Examples of the type of data collected include:
- Genito-Urinary Medicine 48 Hour Access Target Monthly Monitoring (GUMAMM) for sexual health data
- COVER (Cover of Vaccination Evaluated Rapidly), with information about the uptake of immunisation among children aged one, two and five years
- Adult Screening Programme: Breast Cancer (PCT return) (KC63), including information on the population coverage of breast screening.
- Accident and Emergency Attendance Commissioning Dataset (CDS), with data for an Accident and Emergency Attendance Episode submitted by Ambulance and independent and voluntary sector.
For mental health data, two particular datasets include Mental Health Minimum Dataset (MHMDS) and the mental health service mapping. The MHMDS brings together administrative and clinical information about people using specialist NHS mental health services for adults and older people. The mental health service mapping gives an overview on services commissioned, measuring progress against the mental health priority and planning framework (PPF), the public service agreement (PSA) and the performance indicator (PI) target.

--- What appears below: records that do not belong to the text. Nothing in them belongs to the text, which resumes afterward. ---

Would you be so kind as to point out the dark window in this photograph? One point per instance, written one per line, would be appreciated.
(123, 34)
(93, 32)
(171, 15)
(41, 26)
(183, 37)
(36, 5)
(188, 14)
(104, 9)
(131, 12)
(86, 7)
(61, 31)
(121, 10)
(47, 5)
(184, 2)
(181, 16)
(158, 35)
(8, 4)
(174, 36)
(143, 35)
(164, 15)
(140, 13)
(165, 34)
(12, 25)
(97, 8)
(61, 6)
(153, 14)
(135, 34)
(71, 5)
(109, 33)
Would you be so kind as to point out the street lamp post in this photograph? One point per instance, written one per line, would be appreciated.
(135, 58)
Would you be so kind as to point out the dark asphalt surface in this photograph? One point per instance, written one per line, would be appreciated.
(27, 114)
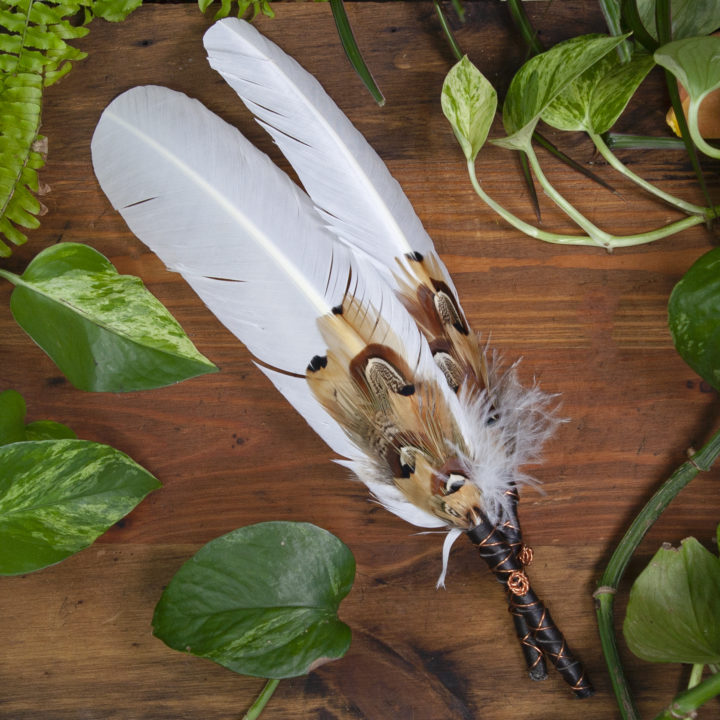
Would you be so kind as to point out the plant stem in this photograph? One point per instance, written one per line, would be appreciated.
(261, 700)
(599, 236)
(352, 51)
(519, 224)
(685, 134)
(695, 675)
(613, 241)
(617, 565)
(632, 18)
(11, 277)
(456, 50)
(521, 20)
(623, 141)
(612, 14)
(698, 139)
(686, 703)
(613, 161)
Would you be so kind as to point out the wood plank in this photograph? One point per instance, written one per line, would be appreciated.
(591, 326)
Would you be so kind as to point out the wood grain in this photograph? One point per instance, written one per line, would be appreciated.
(77, 641)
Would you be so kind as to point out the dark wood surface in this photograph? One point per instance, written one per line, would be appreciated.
(76, 638)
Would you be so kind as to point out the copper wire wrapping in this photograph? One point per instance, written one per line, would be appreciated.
(518, 583)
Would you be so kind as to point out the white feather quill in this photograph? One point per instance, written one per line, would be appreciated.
(382, 365)
(248, 241)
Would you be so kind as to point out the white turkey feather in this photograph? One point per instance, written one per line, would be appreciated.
(249, 242)
(341, 172)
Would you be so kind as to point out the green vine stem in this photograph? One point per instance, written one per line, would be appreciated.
(695, 675)
(347, 38)
(449, 36)
(612, 160)
(605, 594)
(613, 241)
(261, 700)
(698, 139)
(686, 703)
(625, 141)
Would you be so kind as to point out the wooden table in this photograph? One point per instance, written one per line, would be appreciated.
(76, 638)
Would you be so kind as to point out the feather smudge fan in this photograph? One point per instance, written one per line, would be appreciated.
(342, 299)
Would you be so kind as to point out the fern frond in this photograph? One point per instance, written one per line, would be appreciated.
(35, 53)
(245, 8)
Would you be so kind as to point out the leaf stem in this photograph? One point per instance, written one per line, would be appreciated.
(600, 237)
(604, 596)
(521, 20)
(11, 277)
(612, 14)
(519, 224)
(686, 703)
(685, 133)
(261, 700)
(456, 50)
(696, 675)
(613, 161)
(625, 141)
(698, 139)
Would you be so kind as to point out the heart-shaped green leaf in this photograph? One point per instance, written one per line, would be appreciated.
(673, 614)
(104, 331)
(595, 100)
(542, 78)
(469, 102)
(261, 600)
(58, 496)
(689, 17)
(12, 417)
(695, 62)
(694, 317)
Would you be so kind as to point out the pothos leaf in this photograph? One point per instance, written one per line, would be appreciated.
(694, 317)
(689, 17)
(695, 62)
(58, 496)
(261, 600)
(673, 614)
(469, 103)
(542, 78)
(595, 100)
(104, 331)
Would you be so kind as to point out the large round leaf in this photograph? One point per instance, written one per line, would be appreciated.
(104, 331)
(674, 610)
(694, 317)
(58, 496)
(261, 600)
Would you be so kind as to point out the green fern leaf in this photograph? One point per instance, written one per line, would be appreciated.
(35, 53)
(245, 8)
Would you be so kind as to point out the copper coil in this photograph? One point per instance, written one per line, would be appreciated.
(517, 583)
(526, 555)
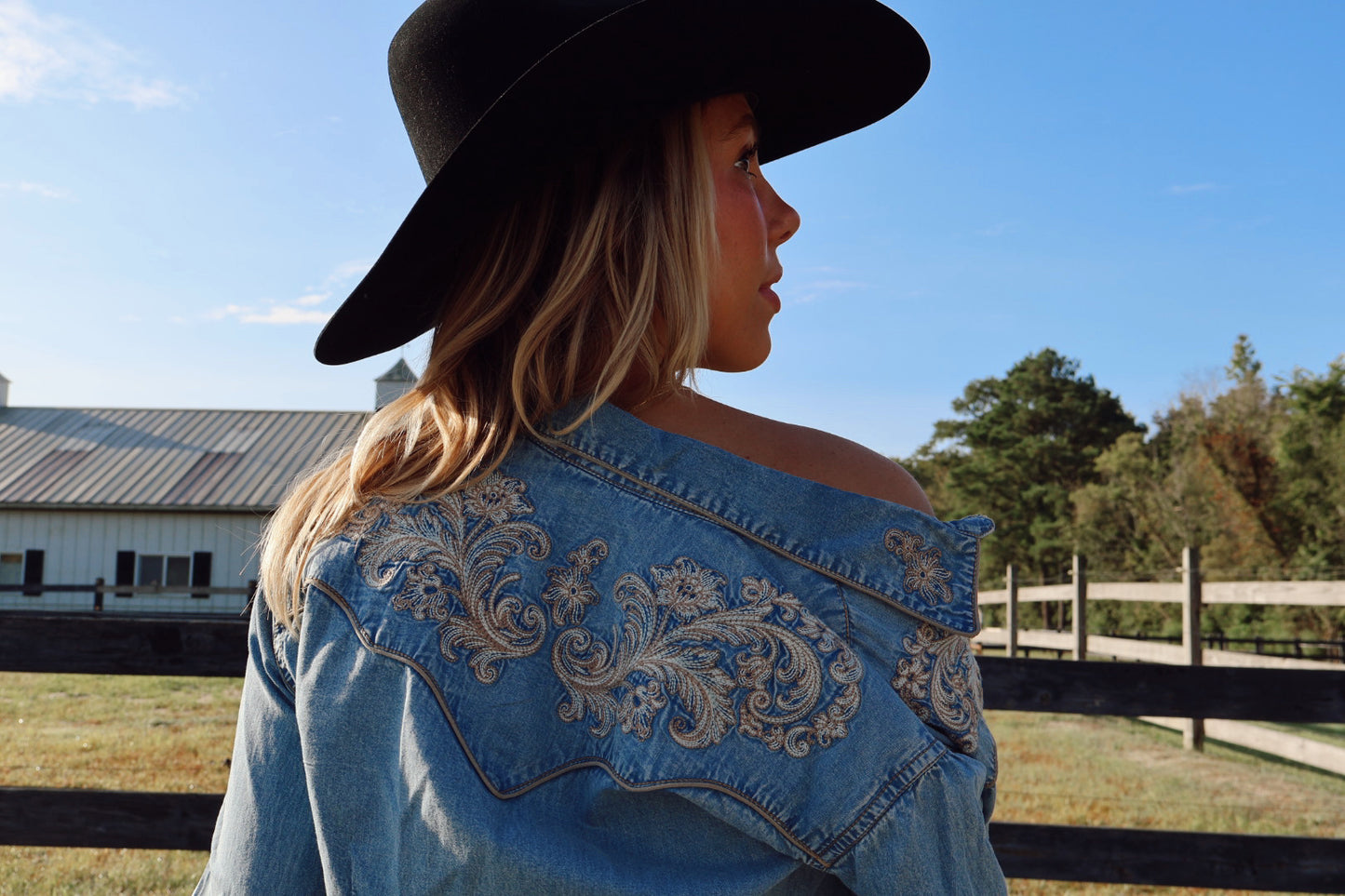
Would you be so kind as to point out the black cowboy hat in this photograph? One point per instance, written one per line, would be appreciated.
(490, 89)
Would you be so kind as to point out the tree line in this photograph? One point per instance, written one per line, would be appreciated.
(1251, 473)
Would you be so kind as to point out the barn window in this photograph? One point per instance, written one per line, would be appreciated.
(11, 568)
(163, 569)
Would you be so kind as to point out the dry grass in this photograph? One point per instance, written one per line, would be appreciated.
(1118, 772)
(175, 733)
(114, 732)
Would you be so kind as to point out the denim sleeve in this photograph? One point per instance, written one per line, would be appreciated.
(933, 839)
(263, 838)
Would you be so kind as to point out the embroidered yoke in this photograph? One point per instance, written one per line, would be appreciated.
(625, 662)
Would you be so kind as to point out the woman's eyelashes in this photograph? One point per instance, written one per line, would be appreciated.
(746, 160)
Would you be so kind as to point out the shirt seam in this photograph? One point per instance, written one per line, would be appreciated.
(585, 762)
(695, 510)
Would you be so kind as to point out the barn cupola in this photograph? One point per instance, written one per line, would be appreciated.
(393, 385)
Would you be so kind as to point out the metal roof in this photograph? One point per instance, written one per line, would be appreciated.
(162, 459)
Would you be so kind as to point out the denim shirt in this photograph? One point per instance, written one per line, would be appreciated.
(627, 662)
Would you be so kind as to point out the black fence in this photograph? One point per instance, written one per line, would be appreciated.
(97, 643)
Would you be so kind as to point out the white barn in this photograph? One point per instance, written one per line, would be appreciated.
(145, 497)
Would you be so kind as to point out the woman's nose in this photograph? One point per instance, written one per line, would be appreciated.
(783, 218)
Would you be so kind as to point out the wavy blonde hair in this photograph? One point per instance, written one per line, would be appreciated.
(595, 281)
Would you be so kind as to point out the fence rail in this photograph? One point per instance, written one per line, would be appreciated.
(201, 646)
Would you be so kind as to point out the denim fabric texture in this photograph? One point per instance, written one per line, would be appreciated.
(627, 662)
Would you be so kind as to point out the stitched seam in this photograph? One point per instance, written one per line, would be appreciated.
(845, 609)
(589, 762)
(746, 533)
(891, 802)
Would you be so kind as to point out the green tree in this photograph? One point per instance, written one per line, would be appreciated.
(1022, 443)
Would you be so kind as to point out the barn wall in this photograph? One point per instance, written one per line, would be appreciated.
(81, 545)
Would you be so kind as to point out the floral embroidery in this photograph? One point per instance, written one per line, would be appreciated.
(925, 575)
(452, 552)
(674, 648)
(571, 590)
(940, 681)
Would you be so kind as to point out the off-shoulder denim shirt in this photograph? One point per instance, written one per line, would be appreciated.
(625, 662)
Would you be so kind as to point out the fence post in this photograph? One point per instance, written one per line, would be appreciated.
(1193, 729)
(1079, 607)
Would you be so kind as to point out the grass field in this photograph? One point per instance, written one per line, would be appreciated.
(175, 733)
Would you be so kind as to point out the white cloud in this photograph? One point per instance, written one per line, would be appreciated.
(46, 192)
(302, 310)
(50, 57)
(822, 289)
(271, 314)
(347, 271)
(1184, 189)
(284, 315)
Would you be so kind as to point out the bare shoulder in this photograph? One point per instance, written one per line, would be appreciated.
(841, 463)
(800, 451)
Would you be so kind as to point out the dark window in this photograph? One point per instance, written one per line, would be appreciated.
(126, 570)
(201, 572)
(33, 564)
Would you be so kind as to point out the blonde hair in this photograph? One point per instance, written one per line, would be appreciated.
(591, 283)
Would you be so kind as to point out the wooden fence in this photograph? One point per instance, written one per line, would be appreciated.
(100, 643)
(1191, 594)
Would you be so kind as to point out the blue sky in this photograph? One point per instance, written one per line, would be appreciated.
(189, 189)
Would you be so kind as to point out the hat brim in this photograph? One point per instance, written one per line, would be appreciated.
(818, 69)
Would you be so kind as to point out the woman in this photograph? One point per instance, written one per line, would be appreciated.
(557, 623)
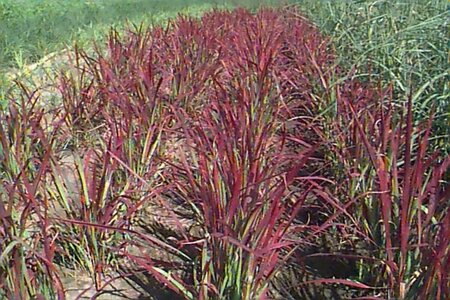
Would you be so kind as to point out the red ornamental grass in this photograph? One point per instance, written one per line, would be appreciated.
(222, 84)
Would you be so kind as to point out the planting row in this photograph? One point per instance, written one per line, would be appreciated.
(214, 157)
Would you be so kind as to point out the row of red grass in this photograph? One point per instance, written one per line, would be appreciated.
(230, 116)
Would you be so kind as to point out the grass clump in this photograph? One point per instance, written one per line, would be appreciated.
(218, 158)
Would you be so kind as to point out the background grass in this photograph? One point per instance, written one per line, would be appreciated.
(31, 29)
(398, 42)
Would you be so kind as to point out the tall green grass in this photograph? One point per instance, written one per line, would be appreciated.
(31, 29)
(403, 42)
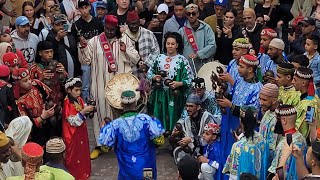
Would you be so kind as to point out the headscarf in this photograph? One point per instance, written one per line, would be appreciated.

In addition, the Mental Health Needs Index (MINI) can be used to estimate the need for inpatient mental health services for adults (ages 16-59) by ward and borough. It is calculated using a number of population variables likely to indicate need for access to services, such as deprivation, proportion of economically active adults unemployed, proportion of adults living in households not self contained etc. The MINI provides both predicted admission rates and a ratio of need compared to the England average. The MINI was developed by the Centre for Public Mental Health, which has produced an online tool for accessing information on a ward/borough level.
Audits and other data collections
Another important source of information are audits and ad-hoc collation of data. Audits can be carried out at local or national level and are specific to health conditions or diseases. National audits are an important source of information for measuring patient outcomes and clinical effectiveness. There are a number of national audits managed by the Healthcare Quality Improvement Partnership, covering cancer (e.g. LUCADA for lung cancer), heart disease (e.g. MINAP for myocardial infarction), mental health (e.g. psychological therapies), diabetes and renal audits, as well as child and maternity (e.g. neonatal intensive care).
The main purpose of audit is to improve patient care and outcomes by highlighting areas of concern or where improvements need to be considered. As such, it is important to consider the full audit cycle, which includes making improvements and sustaining improvement as the final stage of the cycle. For more information see the NHS Audit Advice.
There are also a number of organisations or data management systems that aim to combine information from a wide range of sources and make it available for decision-making. Three examples include:
- Durham University manages the mental health observatory and child health mapping service, providing reports across wide geographical areas.
- British Health Foundation manages http://www.heartstats.org/, which is a comprehensive and up-to-date source of statistics on the burden, prevention, treatment and causes of heart disease in the UK. There are annual publications that make comparisons across countries, taking into consideration lifestyle risk factors and treatments.
- EUROCAT provide essential epidemiologic information on congenital anomalies in Europe based on a network of population-based registries in Europe. With publications dating back to 1979, this database can enable historical analysis of trends across Europe.